I’ve been diving deep into breathwork over the last month. As always looking for the magical key that’s going to fix my health and make me functional again.


I haven’t found a magical key (yet), but I have learned a lot about tapping the breath’s ability to work wonders on the nervous system. 


I won’t go into the balance of gasses that we need in our bodies (it’s not just oxygen that’s important after all!) But, I do want to share with you this amazing, simple, little trick I’ve learned called the Sigh of Relief.


I’m sure you’ve sighed many times before, but you probably didn’t realize that there’s a pretty cool reason why you do it. It’s kind of like a built-in circuit breaker that our bodies trigger

automatically so that we don’t meltdown.


The great thing about it, is that you don’t need to wait until you desperately need it, you can use the Sigh of Relief any time you feel the need to relax (there’s a reason it’s called taking a breather).
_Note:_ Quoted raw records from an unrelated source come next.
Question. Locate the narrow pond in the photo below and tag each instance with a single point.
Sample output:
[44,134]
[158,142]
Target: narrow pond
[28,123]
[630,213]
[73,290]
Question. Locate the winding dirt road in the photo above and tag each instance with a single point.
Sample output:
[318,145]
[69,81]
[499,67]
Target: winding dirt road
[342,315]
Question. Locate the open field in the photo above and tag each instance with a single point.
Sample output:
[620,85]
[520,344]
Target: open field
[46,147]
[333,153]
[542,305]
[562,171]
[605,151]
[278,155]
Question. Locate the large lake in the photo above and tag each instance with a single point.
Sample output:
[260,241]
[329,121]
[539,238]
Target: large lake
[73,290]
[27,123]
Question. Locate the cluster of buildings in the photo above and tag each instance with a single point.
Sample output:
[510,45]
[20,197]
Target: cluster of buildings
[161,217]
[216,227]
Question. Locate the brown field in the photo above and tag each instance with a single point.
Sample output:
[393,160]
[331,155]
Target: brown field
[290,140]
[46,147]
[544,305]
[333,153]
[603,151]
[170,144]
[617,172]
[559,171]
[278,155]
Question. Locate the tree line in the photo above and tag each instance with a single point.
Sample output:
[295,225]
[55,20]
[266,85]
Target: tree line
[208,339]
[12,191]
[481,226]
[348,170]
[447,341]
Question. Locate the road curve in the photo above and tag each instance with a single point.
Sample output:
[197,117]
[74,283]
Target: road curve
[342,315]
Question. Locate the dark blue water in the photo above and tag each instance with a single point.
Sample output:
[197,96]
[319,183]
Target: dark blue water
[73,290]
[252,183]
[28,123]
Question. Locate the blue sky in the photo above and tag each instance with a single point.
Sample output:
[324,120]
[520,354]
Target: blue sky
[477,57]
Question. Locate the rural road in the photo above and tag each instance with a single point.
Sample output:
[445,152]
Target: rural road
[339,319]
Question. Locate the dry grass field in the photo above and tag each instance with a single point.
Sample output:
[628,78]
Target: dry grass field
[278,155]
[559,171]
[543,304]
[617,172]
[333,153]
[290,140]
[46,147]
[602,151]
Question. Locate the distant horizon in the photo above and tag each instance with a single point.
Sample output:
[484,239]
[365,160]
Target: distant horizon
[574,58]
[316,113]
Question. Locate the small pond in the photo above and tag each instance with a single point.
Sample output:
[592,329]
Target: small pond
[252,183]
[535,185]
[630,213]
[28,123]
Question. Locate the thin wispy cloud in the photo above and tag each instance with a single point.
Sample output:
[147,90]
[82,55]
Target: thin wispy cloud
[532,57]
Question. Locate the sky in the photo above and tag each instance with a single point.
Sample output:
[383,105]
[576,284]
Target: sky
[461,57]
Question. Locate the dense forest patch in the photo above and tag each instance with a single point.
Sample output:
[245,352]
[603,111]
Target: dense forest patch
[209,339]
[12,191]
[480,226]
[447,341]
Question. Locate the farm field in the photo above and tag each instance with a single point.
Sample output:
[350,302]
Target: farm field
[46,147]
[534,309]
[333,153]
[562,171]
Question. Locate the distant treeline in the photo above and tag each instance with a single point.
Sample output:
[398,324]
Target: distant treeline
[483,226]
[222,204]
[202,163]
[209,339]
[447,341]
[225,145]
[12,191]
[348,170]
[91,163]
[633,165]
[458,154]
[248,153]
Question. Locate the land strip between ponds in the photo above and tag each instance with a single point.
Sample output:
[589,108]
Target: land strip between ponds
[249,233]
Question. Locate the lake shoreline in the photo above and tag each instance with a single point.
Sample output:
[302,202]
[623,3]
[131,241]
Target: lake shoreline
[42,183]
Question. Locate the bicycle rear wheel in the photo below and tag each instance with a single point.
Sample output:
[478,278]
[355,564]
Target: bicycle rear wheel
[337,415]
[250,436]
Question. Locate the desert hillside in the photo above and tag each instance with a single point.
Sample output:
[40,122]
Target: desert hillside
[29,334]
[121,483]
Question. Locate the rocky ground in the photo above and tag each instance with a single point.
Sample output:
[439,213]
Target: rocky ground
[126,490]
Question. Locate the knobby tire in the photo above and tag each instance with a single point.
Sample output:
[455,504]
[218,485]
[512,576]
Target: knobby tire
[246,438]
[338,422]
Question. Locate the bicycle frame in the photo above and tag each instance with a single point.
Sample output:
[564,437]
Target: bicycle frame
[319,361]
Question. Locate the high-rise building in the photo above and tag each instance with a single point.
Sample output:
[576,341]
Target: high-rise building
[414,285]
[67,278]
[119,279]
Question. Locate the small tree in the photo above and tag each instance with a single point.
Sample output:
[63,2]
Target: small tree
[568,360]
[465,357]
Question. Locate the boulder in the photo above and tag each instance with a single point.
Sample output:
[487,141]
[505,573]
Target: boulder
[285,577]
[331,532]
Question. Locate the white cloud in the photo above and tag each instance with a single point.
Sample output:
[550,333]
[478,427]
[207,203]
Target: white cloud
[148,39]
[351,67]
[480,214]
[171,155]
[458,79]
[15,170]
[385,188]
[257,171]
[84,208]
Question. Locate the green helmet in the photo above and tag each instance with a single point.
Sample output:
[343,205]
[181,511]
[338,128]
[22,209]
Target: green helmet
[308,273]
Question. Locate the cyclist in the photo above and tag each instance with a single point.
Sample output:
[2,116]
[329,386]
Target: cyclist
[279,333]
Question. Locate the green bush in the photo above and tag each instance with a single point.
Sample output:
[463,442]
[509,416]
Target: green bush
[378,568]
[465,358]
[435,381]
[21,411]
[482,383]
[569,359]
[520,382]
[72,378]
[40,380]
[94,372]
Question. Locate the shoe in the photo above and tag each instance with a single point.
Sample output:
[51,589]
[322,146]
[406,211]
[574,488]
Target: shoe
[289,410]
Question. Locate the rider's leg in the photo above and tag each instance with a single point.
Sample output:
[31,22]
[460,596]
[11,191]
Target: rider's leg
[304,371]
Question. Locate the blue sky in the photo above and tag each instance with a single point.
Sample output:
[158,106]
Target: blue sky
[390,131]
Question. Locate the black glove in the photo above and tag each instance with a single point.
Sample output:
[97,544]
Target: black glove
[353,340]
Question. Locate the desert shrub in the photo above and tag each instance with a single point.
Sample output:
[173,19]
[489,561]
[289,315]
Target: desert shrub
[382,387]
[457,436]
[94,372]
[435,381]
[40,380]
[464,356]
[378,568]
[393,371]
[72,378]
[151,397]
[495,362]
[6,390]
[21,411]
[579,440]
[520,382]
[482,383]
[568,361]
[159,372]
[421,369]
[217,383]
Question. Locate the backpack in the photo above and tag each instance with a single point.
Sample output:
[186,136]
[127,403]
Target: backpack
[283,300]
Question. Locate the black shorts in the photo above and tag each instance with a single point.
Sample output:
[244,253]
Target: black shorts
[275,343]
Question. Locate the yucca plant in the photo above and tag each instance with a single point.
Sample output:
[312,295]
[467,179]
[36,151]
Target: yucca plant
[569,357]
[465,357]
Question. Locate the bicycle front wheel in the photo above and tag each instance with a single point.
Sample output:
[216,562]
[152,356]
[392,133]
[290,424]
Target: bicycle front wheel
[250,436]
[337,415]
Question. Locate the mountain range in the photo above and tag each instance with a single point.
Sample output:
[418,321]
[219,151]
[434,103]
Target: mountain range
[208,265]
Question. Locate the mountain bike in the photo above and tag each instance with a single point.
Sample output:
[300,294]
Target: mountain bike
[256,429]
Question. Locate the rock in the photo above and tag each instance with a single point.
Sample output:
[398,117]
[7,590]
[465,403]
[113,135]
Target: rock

It can be done anywhere, anytime with no side effects.


In scientific circles, the Sigh of Relief is called the Physiological Sigh because it has a direct benefit on our physiology (the functioning of our body). To do a proper Physiological Sigh, you take two inhales (a longer one then a shorter one), followed by a long exhale. Trust me, you know how to do this, you do it all the time.


Something as easy as taking an exaggerated breath can help your body to destress and rebalance. If you want to help accentuate this natural stress reliever, focus on opening up and expanding as you breathe in and relaxing and letting go as you breathe out. The more mindful you are of your breath, the more benefits there are for your body (and don’t scrimp on the exhale either!)


We already breathe over twenty thousand times each day, it just makes sense to do little tweaks to help our breath work for us.


Our breath affects every single function in our bodies, this means we have a huge amount of power to help ourselves by tapping into how we breathe.


The Sigh of Relief is simple and effective. Even if you do it 200 times a day (that’s only 1% of your breaths), you can’t overdo it. 


If you’re feeling stressed, but don’t feel like you can do a sigh of relief (maybe because your boss is standing right in front of you, blathering away), you can also help your body to relax by focusing on your exhale and making it longer and more pronounced than your inhale.


When your inhales are longer than your exhales, this tells your body to speed up your heart rate which then starts a stress response in your body. Slowing down your exhales gives your body the message that you are safe and your systems will respond accordingly.


So, go ahead and breathe a sigh of relief, your body will thank you for it.